Re: [PATCH 4/4] sched/fair: Prefer fully-idle SMT core for NOHZ idle load balancer

From: Andrea Righi

Date: Fri Mar 27 2026 - 16:40:58 EST


On Fri, Mar 27, 2026 at 05:04:23PM +0530, K Prateek Nayak wrote:
> Hello Andrea,
>
> On 3/27/2026 3:14 PM, Andrea Righi wrote:
> > Hi Vincent,
> >
> > On Fri, Mar 27, 2026 at 09:45:56AM +0100, Vincent Guittot wrote:
> >> On Thu, 26 Mar 2026 at 16:12, Andrea Righi <arighi@xxxxxxxxxx> wrote:
> >>>
> >>> When choosing which idle housekeeping CPU runs the idle load balancer,
> >>> prefer one on a fully idle core if SMT is active, so balance can migrate
> >>> work onto a CPU that still offers full effective capacity. Fall back to
> >>> any idle candidate if none qualify.
> >>
> >> This one isn't straightforward for me. The ilb cpu will check all
> >> other idle CPUs 1st and finish with itself so unless the next CPU in
> >> the idle_cpus_mask is a sibling, this should not make a difference
> >>
> >> Did you see any perf diff ?
> >
> > I actually see a benefit, in particular, with the first patch applied I see
> > a ~1.76x speedup, if I add this on top I get ~1.9x speedup vs baseline,
> > which seems pretty consistent across runs (definitely not in error range).
> >
> > The intention with this change was to minimize SMT noise running the ILB
> > code on a fully-idle core when possible, but I also didn't expect to see
> > such big difference.
> >
> > I'll investigate more to better understand what's happening.
>
> Interesting! Either this "CPU-intensive workload" hates SMT turning
> busy (but to an extent where performance drops visibly?) or ILB
> keeps getting interrupted on an SMT sibling that is burdened by
> interrupts leading to slower balance (or IRQs driving the workload
> being delayed by rq_lock disabling them)
>
> Would it be possible to share the total SCHED_SOFTIRQ time, load
> balancing attempts, and utlization with and without the patch? I too
> will go queue up some runs to see if this makes a difference.

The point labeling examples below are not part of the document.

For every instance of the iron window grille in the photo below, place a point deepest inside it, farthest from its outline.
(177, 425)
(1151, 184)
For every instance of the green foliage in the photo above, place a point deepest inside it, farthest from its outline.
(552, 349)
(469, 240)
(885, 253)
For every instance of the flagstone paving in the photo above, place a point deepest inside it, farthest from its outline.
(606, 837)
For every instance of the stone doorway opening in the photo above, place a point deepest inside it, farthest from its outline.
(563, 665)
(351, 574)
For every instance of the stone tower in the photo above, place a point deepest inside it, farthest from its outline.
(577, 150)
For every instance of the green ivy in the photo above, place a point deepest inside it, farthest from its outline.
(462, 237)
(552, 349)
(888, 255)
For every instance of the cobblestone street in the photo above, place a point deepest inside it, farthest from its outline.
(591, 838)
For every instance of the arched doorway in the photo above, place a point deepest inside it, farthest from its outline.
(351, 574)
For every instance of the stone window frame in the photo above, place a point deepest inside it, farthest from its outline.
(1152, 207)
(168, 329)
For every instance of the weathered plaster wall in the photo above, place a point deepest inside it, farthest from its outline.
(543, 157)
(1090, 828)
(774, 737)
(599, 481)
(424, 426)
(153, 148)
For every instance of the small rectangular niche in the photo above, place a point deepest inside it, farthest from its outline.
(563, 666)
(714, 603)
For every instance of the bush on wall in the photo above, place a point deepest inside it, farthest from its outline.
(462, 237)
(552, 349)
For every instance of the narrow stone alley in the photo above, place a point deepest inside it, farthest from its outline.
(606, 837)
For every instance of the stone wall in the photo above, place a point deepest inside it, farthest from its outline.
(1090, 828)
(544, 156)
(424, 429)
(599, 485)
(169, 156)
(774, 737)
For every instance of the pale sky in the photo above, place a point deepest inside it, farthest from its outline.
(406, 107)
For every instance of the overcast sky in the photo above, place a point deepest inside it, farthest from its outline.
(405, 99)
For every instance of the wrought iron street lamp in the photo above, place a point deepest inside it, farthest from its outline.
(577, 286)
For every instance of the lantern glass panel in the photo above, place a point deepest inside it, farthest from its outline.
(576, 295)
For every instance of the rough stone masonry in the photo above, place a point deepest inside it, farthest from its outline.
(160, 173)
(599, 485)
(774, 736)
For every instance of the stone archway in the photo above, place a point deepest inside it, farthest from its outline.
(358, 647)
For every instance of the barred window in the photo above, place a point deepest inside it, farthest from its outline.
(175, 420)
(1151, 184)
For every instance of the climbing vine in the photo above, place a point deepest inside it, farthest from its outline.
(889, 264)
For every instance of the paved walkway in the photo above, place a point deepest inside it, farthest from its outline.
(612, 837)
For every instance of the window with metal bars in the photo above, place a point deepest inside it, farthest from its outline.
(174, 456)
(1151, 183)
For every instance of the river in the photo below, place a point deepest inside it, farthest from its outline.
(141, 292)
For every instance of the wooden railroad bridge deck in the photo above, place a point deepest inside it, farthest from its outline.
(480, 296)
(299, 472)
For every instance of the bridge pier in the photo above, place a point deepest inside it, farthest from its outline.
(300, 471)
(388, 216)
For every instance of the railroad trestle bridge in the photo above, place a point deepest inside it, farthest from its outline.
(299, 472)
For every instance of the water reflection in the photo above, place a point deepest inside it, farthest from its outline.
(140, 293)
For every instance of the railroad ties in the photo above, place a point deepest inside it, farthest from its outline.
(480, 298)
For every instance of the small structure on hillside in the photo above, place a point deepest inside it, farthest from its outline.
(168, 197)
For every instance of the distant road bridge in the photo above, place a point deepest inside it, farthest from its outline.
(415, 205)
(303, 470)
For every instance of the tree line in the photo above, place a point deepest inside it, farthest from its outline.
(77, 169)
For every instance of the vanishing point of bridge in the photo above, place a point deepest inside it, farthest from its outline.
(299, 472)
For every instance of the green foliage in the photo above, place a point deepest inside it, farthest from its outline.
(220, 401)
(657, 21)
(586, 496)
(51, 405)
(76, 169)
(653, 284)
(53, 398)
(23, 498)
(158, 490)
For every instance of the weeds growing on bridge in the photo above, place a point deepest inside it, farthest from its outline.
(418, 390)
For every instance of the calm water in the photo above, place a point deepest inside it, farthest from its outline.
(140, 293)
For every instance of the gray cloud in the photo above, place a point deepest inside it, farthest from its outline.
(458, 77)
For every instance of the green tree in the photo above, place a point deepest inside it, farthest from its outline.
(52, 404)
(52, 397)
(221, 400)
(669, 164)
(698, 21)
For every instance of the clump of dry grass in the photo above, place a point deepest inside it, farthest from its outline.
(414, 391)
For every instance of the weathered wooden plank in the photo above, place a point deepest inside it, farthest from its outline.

Quick update: I also tried this on a Vera machine with a firmware that
exposes the same capacity for all the CPUs (so with SD_ASYM_CPUCAPACITY
disabled and SMT still on of course) and I see similar performance
benefits.

Looking at SCHED_SOFTIRQ and load balancing attempts I don't see big
differences, all within error range (results produced using a vibe-coded
python script):

- baseline (stats/sec):

SCHED softirq count : 2,625
LB attempts (total) : 69,832

Per-domain breakdown:
domain0 (SMT):
lb_count (total) : 68,482 [balanced=68,472 failed=9]
CPU_IDLE : lb=1,408 imb(load=0 util=0 task=0 misfit=0) gained=0
CPU_NEWLY_IDLE : lb=67,041 imb(load=0 util=0 task=7 misfit=0) gained=0
CPU_NOT_IDLE : lb=33 imb(load=0 util=0 task=2 misfit=0) gained=0
domain1 (MC):
lb_count (total) : 902 [balanced=900 failed=2]
CPU_NEWLY_IDLE : lb=869 imb(load=0 util=0 task=0 misfit=0) gained=0
CPU_NOT_IDLE : lb=33 imb(load=0 util=0 task=2 misfit=0) gained=0
domain2 (NUMA):
lb_count (total) : 448 [balanced=441 failed=7]
CPU_NEWLY_IDLE : lb=415 imb(load=0 util=0 task=44 misfit=0) gained=0
CPU_NOT_IDLE : lb=33 imb(load=0 util=0 task=268 misfit=0) gained=0

- with ilb-smt (stats/sec):

SCHED softirq count : 2,671
LB attempts (total) : 68,572

Per-domain breakdown:
domain0 (SMT):
lb_count (total) : 67,239 [balanced=67,197 failed=41]
CPU_IDLE : lb=1,419 imb(load=0 util=0 task=0 misfit=0) gained=0
CPU_NEWLY_IDLE : lb=65,783 imb(load=0 util=0 task=42 misfit=0) gained=1
CPU_NOT_IDLE : lb=37 imb(load=0 util=0 task=0 misfit=0) gained=0
domain1 (MC):
lb_count (total) : 833 [balanced=833 failed=0]
CPU_NEWLY_IDLE : lb=796 imb(load=0 util=0 task=0 misfit=0) gained=0
CPU_NOT_IDLE : lb=37 imb(load=0 util=0 task=0 misfit=0) gained=0
domain2 (NUMA):
lb_count (total) : 500 [balanced=488 failed=12]
CPU_NEWLY_IDLE : lb=463 imb(load=0 util=0 task=44 misfit=0) gained=0
CPU_NOT_IDLE : lb=37 imb(load=0 util=0 task=627 misfit=0) gained=0

I'll add more direct instrumentation to check what ILB is doing
differently...

And I'll also repeat the test and collect the same metrics on the Vera
machine with the firmware that exposes different CPU capacities as soon as
I get access again.

Thanks,
-Andrea